BLOGNAME: LOUDER THAN WORDSAn informal, stream-of-consciousness reflection on business ideas, events and issues in modern business, modern life and with some specifics to the web-software industry by Paul Tomori, Internet Entrepreneur
|Getting Sold Four Times In One Purchase At The Local Big Box|
By Paul Tomori
Monday, September 29, 2008 at 14:32:26 (EDT)
It's not enough these days to surrender copious portions of one's paycheck to the big box stores where most of us flock for our gadgets, kitchen appliances and leather sofas - we get upsold repeatedly during the process.
First, there is the initial purchase. Let's say it's a new upright freezer. You have researched the best model for you, you have trekked to several different stores, and now you are ready to lay down your hard-earned cash for the item. You think you have nailed down the best price for the best upright freezer.
This is where the upselling begins. You are offered an extended warranty (a second purchase) for 'peace of mind' on the freezer. When you buy extended warranties, it is like buying an insurance policy in addition to your product purchase. The extended warranty is almost pure gravy for the retailer. That's why they push it strongly and even offer employee incentives to get people to buy the warranties.
Then, if you elect to take advantage of one of those no-money-down-no-payments-for-a-year purchase plans, you end up making a 3rd. purchase of some sort of administrative service so that the retailer will process your financing application. This fee generally ranges from $30 - $100. Call me crazy but $100 to fill out some paperwork?? Especially in light of the fact that the paperwork allows the retailer to close a sale? That's nuts!
The fourth purchase comes later, but still bears a hefty cost. It comes if you decide to let the financing plan kick in after a year by not paying down your deferred purchase cost. In essence, you just bought yourself some money... and it usually ain't cheap. Generally, the interest is retroactive to the date of purchase too and this adds tremendously to your costs.
So, welcome to our modern age. We make leveraged purchases using funds we don't have available now for items that will be obsolete by the time we pay them off using more borrowed money in the future. Multiply this by 350 million people and it sounds like grounds for an economic catastrophe - that is unless the government 'borrows' some money of its own to give us a rescue... or as they say in the headlines, a 'bailout pancake'
How about a return to sound economics on a grassroots level? Let's stop being in such a hurry for everything. For instance, my business plans are stretched over many years and I refuse to look for some ticket to overnight success. My preference is to grow my companies from internal funding (i.e. growth through profits, not loans) and all purchases are made with care for the long-term costs. We have no debt to speak of and while other companies take debt ladders to quicker success, they are also make themselves vulnerable to slippery snakes (i.e. unmanageable debt) that will drop them out of the game sooner than they knew what hit them.

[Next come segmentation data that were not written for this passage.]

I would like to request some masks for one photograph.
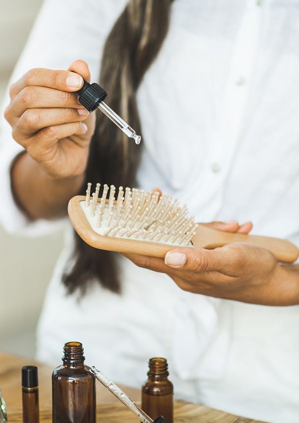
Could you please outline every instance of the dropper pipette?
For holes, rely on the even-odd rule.
[[[107,93],[98,84],[89,84],[84,80],[82,88],[77,92],[79,102],[88,111],[93,111],[97,108],[102,111],[117,126],[130,138],[133,138],[136,144],[140,144],[141,136],[103,101]]]
[[[140,419],[143,423],[167,423],[164,418],[159,416],[152,420],[150,416],[143,411],[140,407],[134,403],[128,395],[125,394],[120,388],[116,385],[112,381],[110,380],[107,376],[100,370],[98,370],[94,366],[89,369],[89,371],[96,377],[101,383],[103,384],[110,392],[112,393],[117,398],[121,401],[126,407],[130,410],[135,416]]]

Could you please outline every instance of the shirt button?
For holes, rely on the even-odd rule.
[[[244,85],[246,82],[243,77],[240,77],[236,81],[236,85]]]
[[[221,168],[218,163],[215,162],[211,165],[211,169],[213,173],[219,173],[221,170]]]

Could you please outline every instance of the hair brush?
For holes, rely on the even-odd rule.
[[[102,250],[163,257],[175,247],[208,248],[231,242],[247,242],[269,250],[281,261],[292,262],[299,250],[289,241],[267,236],[217,230],[194,222],[187,206],[158,192],[100,184],[91,194],[71,199],[68,213],[74,228],[85,242]]]

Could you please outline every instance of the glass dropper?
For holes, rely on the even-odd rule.
[[[137,135],[135,131],[129,124],[112,110],[103,101],[107,96],[107,93],[98,84],[89,84],[84,81],[81,90],[77,91],[79,102],[87,108],[88,111],[93,111],[97,108],[121,129],[130,138],[133,138],[136,144],[140,144],[141,136]]]
[[[102,372],[98,370],[94,366],[91,367],[89,371],[101,383],[103,384],[107,389],[109,389],[110,392],[113,394],[117,398],[118,398],[120,401],[121,401],[123,404],[125,404],[126,407],[128,407],[135,416],[137,416],[143,423],[167,423],[161,416],[159,416],[154,420],[152,420],[135,403],[132,401],[128,395],[122,391],[120,388],[113,382],[112,381],[110,380]]]

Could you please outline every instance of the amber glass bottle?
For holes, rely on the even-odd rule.
[[[173,386],[168,380],[165,358],[155,357],[149,362],[149,378],[142,387],[141,408],[154,420],[162,416],[167,423],[173,420]]]
[[[95,423],[96,384],[80,342],[67,342],[52,375],[53,423]]]
[[[38,378],[36,366],[22,367],[22,403],[23,423],[38,423]]]

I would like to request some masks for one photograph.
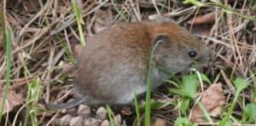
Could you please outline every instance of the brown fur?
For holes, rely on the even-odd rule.
[[[153,89],[167,77],[155,68],[160,64],[173,73],[211,60],[203,43],[172,22],[123,23],[88,38],[78,58],[74,87],[85,104],[130,104],[134,92],[146,91],[149,58],[156,41],[162,41],[154,53]],[[189,51],[198,54],[189,56]]]

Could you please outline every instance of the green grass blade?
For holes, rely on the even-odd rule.
[[[0,110],[0,123],[2,121],[3,117],[3,110],[5,104],[5,100],[7,99],[9,88],[10,85],[10,72],[11,72],[11,43],[12,43],[12,32],[10,30],[8,31],[8,33],[3,32],[3,39],[6,38],[6,83],[5,83],[5,89],[4,89],[4,94],[3,94],[3,103],[1,104],[1,110]]]
[[[140,112],[139,112],[139,106],[138,106],[136,93],[134,93],[134,104],[136,109],[136,116],[137,116],[137,126],[141,126]]]
[[[84,48],[86,43],[85,43],[85,39],[84,39],[84,32],[83,32],[83,29],[82,29],[82,24],[84,24],[84,23],[82,19],[81,11],[80,11],[80,9],[78,6],[78,3],[75,0],[73,0],[72,3],[73,3],[73,11],[76,15],[76,20],[77,20],[77,25],[79,27],[80,42],[81,42],[82,46]]]

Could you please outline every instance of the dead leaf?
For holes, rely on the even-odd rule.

As a rule, I always decline extended warranties and I figure that I have saved thousands of dollars with this stance. Generally, if a product lasts for a year (which is covered by most built-in warranties), it is going to keep lasting for a few more years. After that, it will probably be obsolete anyway. With all the money I have saved, if something actually does go wrong with a product I have purchased, I will be able to finance my own repairs. In this sense, I become my own insurance company against product problems.
As for those financing plans, they're great if you can get them without paying that insane administration fee (just ask - they often will lower your product purchase price in order to cover the admin fee at no extra cost to you), and absolutely for certain, never miss that anniversary of your purchase to pay down the FULL amount of your debt. This will allow you to avoid all the hefty interest charges, you'd otherwise pay.
In my business, with over 30 computers on our balance sheet plus a well-furnished office, a logical approach to our purchases gives us lots of headroom to grow... on our terms... and on our own funding. That's my 2.5 cents. I hope you have enjoyed this little rant.